Mortimer Stefanie A, Weeks Kevin M
Department of Chemistry, University of North Carolina, Chapel Hill, North Carolina, USA.
Nat Protoc. 2009;4(10):1413-21. doi: 10.1038/nprot.2009.126. Epub 2009 Sep 10.
RNA selective 2'-hydroxyl acylation analyzed by primer extension (SHAPE) chemistry exploits the discovery that conformationally dynamic nucleotides preferentially adopt configurations that facilitate reaction between the 2'-OH group and a hydroxyl-selective electrophile, such as benzoyl cyanide (BzCN), to form a 2'-O-adduct. BzCN is ideally suited for quantitative, time-resolved analysis of RNA folding and ribonucleoprotein (RNP) assembly mechanisms because this reagent both reacts with flexible RNA nucleotides and also undergoes auto-inactivating hydrolysis with a half-life of 0.25 s at 37 degrees C. RNA folding is initiated by addition of Mg(2+) or protein, or other change in solution conditions, and nucleotide resolution structural images are obtained by adding aliquots of the evolving reaction to BzCN and then 'waiting' for 1 second. Sites of the 2'-O-adduct formation are subsequently scored as stops to primer extension using reverse transcriptase. This time-resolved SHAPE protocol makes it possible to obtain 1-second structural snapshots in time-resolved kinetic studies for RNAs of arbitrary length and complexity in a straightforward and concise experiment.

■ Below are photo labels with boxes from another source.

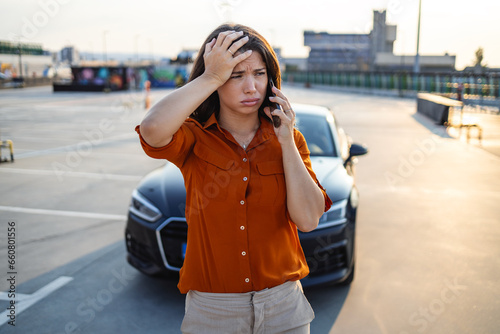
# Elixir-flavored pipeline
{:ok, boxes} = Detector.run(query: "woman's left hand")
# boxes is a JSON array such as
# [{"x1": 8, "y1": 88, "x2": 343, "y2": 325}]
[{"x1": 264, "y1": 87, "x2": 295, "y2": 145}]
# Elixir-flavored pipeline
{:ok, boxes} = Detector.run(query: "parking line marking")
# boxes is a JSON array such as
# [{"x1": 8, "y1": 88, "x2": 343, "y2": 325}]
[
  {"x1": 0, "y1": 205, "x2": 127, "y2": 220},
  {"x1": 16, "y1": 133, "x2": 137, "y2": 159},
  {"x1": 0, "y1": 276, "x2": 73, "y2": 327},
  {"x1": 0, "y1": 168, "x2": 143, "y2": 182}
]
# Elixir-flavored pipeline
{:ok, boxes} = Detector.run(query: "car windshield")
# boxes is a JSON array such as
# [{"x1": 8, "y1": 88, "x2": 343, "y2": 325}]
[{"x1": 296, "y1": 114, "x2": 337, "y2": 156}]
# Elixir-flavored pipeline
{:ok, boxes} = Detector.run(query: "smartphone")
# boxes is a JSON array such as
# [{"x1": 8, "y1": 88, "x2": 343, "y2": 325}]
[{"x1": 268, "y1": 78, "x2": 281, "y2": 128}]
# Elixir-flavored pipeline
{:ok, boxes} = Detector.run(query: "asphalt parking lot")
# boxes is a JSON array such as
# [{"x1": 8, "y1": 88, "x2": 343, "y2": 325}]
[{"x1": 0, "y1": 87, "x2": 500, "y2": 334}]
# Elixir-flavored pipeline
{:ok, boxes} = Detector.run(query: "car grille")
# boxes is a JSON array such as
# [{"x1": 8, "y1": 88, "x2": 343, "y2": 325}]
[
  {"x1": 127, "y1": 233, "x2": 151, "y2": 262},
  {"x1": 307, "y1": 246, "x2": 347, "y2": 277},
  {"x1": 160, "y1": 219, "x2": 187, "y2": 268}
]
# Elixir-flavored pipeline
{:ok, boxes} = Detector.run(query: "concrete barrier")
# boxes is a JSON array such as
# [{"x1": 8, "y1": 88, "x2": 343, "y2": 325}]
[{"x1": 417, "y1": 93, "x2": 463, "y2": 125}]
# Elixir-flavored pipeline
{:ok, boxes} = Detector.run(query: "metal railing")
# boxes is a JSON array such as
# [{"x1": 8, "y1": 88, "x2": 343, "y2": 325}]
[{"x1": 283, "y1": 71, "x2": 500, "y2": 99}]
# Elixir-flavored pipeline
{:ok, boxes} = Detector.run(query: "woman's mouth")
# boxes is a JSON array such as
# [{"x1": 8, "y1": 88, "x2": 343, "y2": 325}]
[{"x1": 241, "y1": 99, "x2": 260, "y2": 107}]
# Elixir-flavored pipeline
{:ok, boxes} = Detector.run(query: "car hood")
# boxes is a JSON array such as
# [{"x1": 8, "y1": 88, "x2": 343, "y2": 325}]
[
  {"x1": 137, "y1": 157, "x2": 353, "y2": 217},
  {"x1": 311, "y1": 156, "x2": 354, "y2": 202}
]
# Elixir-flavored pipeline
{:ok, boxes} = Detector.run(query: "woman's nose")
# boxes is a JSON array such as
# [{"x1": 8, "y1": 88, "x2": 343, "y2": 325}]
[{"x1": 244, "y1": 76, "x2": 257, "y2": 93}]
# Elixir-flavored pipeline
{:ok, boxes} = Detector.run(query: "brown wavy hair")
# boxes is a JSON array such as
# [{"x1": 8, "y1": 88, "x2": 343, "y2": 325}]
[{"x1": 188, "y1": 24, "x2": 281, "y2": 124}]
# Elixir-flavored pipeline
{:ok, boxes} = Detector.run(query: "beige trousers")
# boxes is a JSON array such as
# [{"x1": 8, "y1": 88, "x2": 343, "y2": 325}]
[{"x1": 181, "y1": 281, "x2": 314, "y2": 334}]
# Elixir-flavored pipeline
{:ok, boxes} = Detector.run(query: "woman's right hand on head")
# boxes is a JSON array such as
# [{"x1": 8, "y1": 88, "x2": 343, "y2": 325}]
[{"x1": 203, "y1": 30, "x2": 252, "y2": 86}]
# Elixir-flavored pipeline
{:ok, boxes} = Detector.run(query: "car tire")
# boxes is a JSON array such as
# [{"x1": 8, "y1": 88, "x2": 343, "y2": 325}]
[{"x1": 339, "y1": 263, "x2": 356, "y2": 285}]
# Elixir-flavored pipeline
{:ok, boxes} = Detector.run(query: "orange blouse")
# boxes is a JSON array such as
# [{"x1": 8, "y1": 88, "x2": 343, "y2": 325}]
[{"x1": 136, "y1": 115, "x2": 331, "y2": 293}]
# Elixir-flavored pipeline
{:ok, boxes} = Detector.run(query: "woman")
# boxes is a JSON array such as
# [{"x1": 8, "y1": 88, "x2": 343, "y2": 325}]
[{"x1": 136, "y1": 25, "x2": 331, "y2": 333}]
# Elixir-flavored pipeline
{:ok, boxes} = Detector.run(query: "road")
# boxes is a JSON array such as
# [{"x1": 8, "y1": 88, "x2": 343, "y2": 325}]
[{"x1": 0, "y1": 86, "x2": 500, "y2": 334}]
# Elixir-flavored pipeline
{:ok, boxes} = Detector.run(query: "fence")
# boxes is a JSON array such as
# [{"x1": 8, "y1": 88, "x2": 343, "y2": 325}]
[{"x1": 283, "y1": 71, "x2": 500, "y2": 99}]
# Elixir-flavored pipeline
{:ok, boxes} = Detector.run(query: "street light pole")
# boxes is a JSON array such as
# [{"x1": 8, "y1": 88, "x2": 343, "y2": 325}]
[
  {"x1": 413, "y1": 0, "x2": 422, "y2": 74},
  {"x1": 134, "y1": 34, "x2": 140, "y2": 66},
  {"x1": 102, "y1": 30, "x2": 108, "y2": 65},
  {"x1": 18, "y1": 39, "x2": 23, "y2": 78}
]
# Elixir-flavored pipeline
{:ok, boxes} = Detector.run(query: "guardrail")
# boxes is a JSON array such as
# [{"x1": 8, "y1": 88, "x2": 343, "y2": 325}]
[
  {"x1": 0, "y1": 77, "x2": 53, "y2": 89},
  {"x1": 283, "y1": 71, "x2": 500, "y2": 100}
]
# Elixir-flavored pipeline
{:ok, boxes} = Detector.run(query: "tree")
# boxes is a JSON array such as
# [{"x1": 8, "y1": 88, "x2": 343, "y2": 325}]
[{"x1": 474, "y1": 47, "x2": 486, "y2": 67}]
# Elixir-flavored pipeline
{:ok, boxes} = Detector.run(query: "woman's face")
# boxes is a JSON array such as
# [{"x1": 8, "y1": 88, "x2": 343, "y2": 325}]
[{"x1": 217, "y1": 51, "x2": 267, "y2": 114}]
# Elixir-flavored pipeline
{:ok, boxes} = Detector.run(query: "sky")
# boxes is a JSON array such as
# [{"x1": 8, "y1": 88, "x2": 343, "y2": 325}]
[{"x1": 0, "y1": 0, "x2": 500, "y2": 70}]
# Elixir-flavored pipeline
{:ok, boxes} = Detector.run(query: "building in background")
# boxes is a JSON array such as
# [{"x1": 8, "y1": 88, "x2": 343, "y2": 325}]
[
  {"x1": 0, "y1": 41, "x2": 52, "y2": 78},
  {"x1": 304, "y1": 10, "x2": 455, "y2": 72},
  {"x1": 60, "y1": 46, "x2": 80, "y2": 65}
]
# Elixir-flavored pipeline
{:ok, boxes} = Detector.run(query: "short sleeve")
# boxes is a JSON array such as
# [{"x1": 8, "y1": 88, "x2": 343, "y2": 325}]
[
  {"x1": 294, "y1": 129, "x2": 332, "y2": 212},
  {"x1": 135, "y1": 122, "x2": 196, "y2": 168}
]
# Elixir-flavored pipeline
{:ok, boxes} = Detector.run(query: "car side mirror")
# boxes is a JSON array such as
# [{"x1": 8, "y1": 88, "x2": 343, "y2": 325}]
[{"x1": 344, "y1": 144, "x2": 368, "y2": 165}]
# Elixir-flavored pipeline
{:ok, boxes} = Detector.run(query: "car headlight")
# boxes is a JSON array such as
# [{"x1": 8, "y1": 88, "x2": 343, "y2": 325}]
[
  {"x1": 317, "y1": 199, "x2": 347, "y2": 228},
  {"x1": 129, "y1": 190, "x2": 161, "y2": 223}
]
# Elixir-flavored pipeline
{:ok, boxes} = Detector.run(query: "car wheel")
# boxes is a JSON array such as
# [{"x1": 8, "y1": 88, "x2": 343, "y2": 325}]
[{"x1": 340, "y1": 263, "x2": 356, "y2": 285}]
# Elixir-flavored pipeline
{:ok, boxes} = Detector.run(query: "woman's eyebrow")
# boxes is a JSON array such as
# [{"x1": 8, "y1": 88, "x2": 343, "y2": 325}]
[{"x1": 232, "y1": 67, "x2": 266, "y2": 74}]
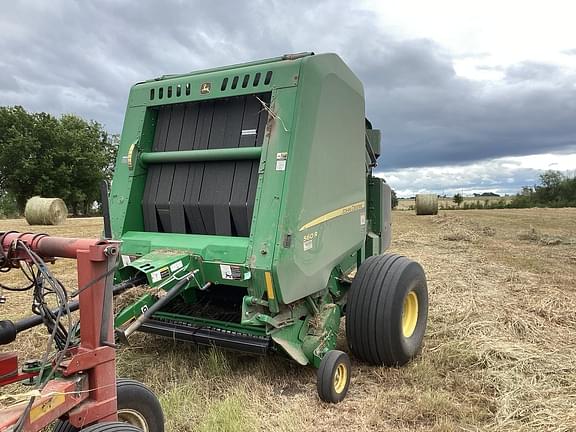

通过引物延伸分析RNA选择性2'-羟基酰化(SHAPE)化学方法利用了这样一个发现:构象动态的核苷酸优先采用有助于2'-OH基团与羟基选择性亲电试剂(如苯甲酰氰(BzCN))之间反应的构型,以形成2'-O-加合物。BzCN非常适合用于RNA折叠和核糖核蛋白(RNP)组装机制的定量、时间分辨分析,因为该试剂既能与柔性RNA核苷酸反应,又能在37℃下以0.25秒的半衰期进行自动失活水解。通过添加Mg(2+)或蛋白质或溶液条件的其他变化启动RNA折叠,通过将不断演变的反应等分试样添加到BzCN中,然后“等待”1秒来获得核苷酸分辨率的结构图像。随后,使用逆转录酶将2'-O-加合物形成的位点计为引物延伸的终止点。这种时间分辨的SHAPE方案使得在一个直接而简洁的实验中,能够在时间分辨动力学研究中为任意长度和复杂性的RNA获得1秒的结构快照。